Violences faites aux femmes : un sujet prioritaire dès l'installation du conseil municipal de La Rochelle
Violences faites aux femmes : priorité du conseil municipal rochelais

La question des violences faites aux femmes s'impose dès l'ouverture du conseil municipal

Dès l'installation du premier conseil municipal, le sujet des violences faites aux femmes s'est imposé avec force. Un signal particulièrement fort qui intervient alors que d'anciennes élues rochelaises témoignent publiquement d'un sexisme systémique persistant dans les assemblées politiques locales.
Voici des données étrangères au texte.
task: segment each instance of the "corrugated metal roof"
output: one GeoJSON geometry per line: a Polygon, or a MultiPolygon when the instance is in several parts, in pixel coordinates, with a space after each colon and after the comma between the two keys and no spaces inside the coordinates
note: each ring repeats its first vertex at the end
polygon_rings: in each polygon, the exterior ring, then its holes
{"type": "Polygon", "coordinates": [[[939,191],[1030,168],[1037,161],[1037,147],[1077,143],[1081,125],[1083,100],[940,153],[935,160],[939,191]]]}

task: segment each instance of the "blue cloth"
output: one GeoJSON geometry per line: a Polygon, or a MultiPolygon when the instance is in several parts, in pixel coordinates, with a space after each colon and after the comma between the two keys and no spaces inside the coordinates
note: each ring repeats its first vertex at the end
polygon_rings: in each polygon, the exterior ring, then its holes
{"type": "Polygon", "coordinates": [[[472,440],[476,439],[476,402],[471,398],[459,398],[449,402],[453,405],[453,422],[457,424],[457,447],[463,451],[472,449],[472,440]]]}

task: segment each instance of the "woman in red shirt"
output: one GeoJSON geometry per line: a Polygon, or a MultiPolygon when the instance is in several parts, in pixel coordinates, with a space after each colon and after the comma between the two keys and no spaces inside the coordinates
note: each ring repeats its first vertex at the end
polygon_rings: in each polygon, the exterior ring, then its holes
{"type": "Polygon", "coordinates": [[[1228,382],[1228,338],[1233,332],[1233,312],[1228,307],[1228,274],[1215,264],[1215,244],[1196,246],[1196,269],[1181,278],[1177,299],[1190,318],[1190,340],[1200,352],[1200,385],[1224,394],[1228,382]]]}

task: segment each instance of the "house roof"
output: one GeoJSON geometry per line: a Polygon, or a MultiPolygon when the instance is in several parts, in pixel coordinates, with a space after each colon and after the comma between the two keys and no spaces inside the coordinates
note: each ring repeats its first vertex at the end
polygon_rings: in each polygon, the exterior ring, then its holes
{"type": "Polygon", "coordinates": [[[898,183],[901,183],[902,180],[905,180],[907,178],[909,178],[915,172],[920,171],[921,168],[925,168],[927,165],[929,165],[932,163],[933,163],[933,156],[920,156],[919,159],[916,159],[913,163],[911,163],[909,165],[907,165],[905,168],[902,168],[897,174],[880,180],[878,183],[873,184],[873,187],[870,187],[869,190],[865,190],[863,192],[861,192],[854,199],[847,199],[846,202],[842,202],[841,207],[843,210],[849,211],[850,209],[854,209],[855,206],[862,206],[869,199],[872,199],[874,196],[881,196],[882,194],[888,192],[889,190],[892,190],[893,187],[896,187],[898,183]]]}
Une intervention remarquée lors de l'élection du maire

Ce samedi 28 mars, lors de l'élection d'Olivier Falorni à la mairie de La Rochelle, une intervention inattendue a marqué les esprits. Léa Crestois, membre du groupe de l'Union de la gauche et âgée de 28 ans, s'est adressée directement aux femmes du conseil municipal : « Je souhaite m'adresser directement aux femmes de ce conseil : au-delà de nos appartenances politiques, je crois essentiel que nous puissions nous soutenir. Ma main vous sera toujours tendue, et votre parole trouvera toujours un écho ».

Dans un discours court mais percutant, cette nouvelle figure féministe du conseil a rappelé que « la vie politique est largement structurée par des codes masculins » et que « les élus ont une responsabilité collective pour faire évoluer ces pratiques et construire un cadre plus égalitaire et plus sûr ». Son intervention a mis en lumière les violences sexistes et sexuelles qui touchent particulièrement les femmes en politique.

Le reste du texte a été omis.